Tech Cabal added that some 6 out of 10 phones are feature phones. That is 56.8% of phones in a landscape where 3G connectivity only overtook 2G in 2020 and has only 28% internet penetration and 46% mobile penetration. This means that only half the continent’s population uses mobile phones, and a much lesser number are connected to the internet.
Although the sub-Saharan mobile economy is fast-growing, half the people on the continent do not have access to mobile phones: mobile services subscription is 46% and is expected to reach 50% in 2025; while smartphone adoption is 64% and expected to reach 75% by the same 2025 according to Tech cabal.
The World Bank adds that two-thirds of adults worldwide now make or receive a digital payment, with the share in developing economies growing from 35% in 2014 to 57% in 2021. In developing economies, 71% have an account at a bank, other financial institution, or with a mobile money provider, up from 63% in 2017 and 42% in 2011. Mobile money accounts drove a huge increase in financial inclusion in Sub-Saharan Africa.
As far back as June 28, 2017, This Day Live said another point to note is that USSD is very important within emerging economies, where the cost to access data services is increasing. Despite the growth of smartphone penetration and 3G/4G coverage, the data access cost is a key factor in deciding how information is consumed.
Meanwhile, the continued reliability of USSD will enable mobile service providers and financial institutions more opportunities to satisfy new market segments, add more value to the customer, and meet underserved customer needs.
In a related article by Myriad Connect published January 29, 2018, the core benefit of USSD is that it doesn’t rely on a data connection to operate, thereby helping reach the billions of people in areas where network coverage is at its most basic or for sectors of the population for whom a data connection is too expensive to access.
So long as a phone can make a call and send a text, then the technology is good to go.
USSD is used extensively across Africa to enable mobile banking and mobile payments. While USSD’s ubiquitous reach makes it an ideal technology for payments and banking in developing markets, security is another key benefit. The technology creates a safe and instant way to verify customer details and allow access to their accounts.

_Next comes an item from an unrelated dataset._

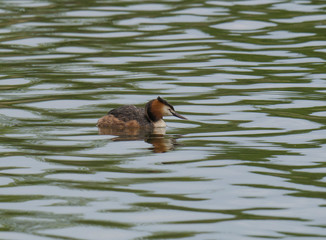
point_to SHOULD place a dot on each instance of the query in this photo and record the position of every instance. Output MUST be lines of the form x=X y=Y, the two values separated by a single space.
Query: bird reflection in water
x=157 y=137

Unlike SMS and mobile apps, USSD notifications and menus are not stored on the device, making it safer for transmitting passwords or other sensitive information.
USSD can only handle 186 characters per message and is limited to a 180-second session on most mobile networks. Users navigate and select from a premade menu of options.
Despite these limitations, one can still access Twitter, other streaming, and social media posts; pay bills and send or receive money from individuals; make international money transfers, and pay for goods and services. It provides a feature phone user without a data plan the same opportunities as a smartphone user with a data package and access to mobile apps.
Unless that changes, demand for USSD will keep growing as an internet alternative or complementary channel for financial inclusion in developing countries. Transforming the financing environment is the way to unleash Africa’s full potential for the benefit of all Africans for generations to come.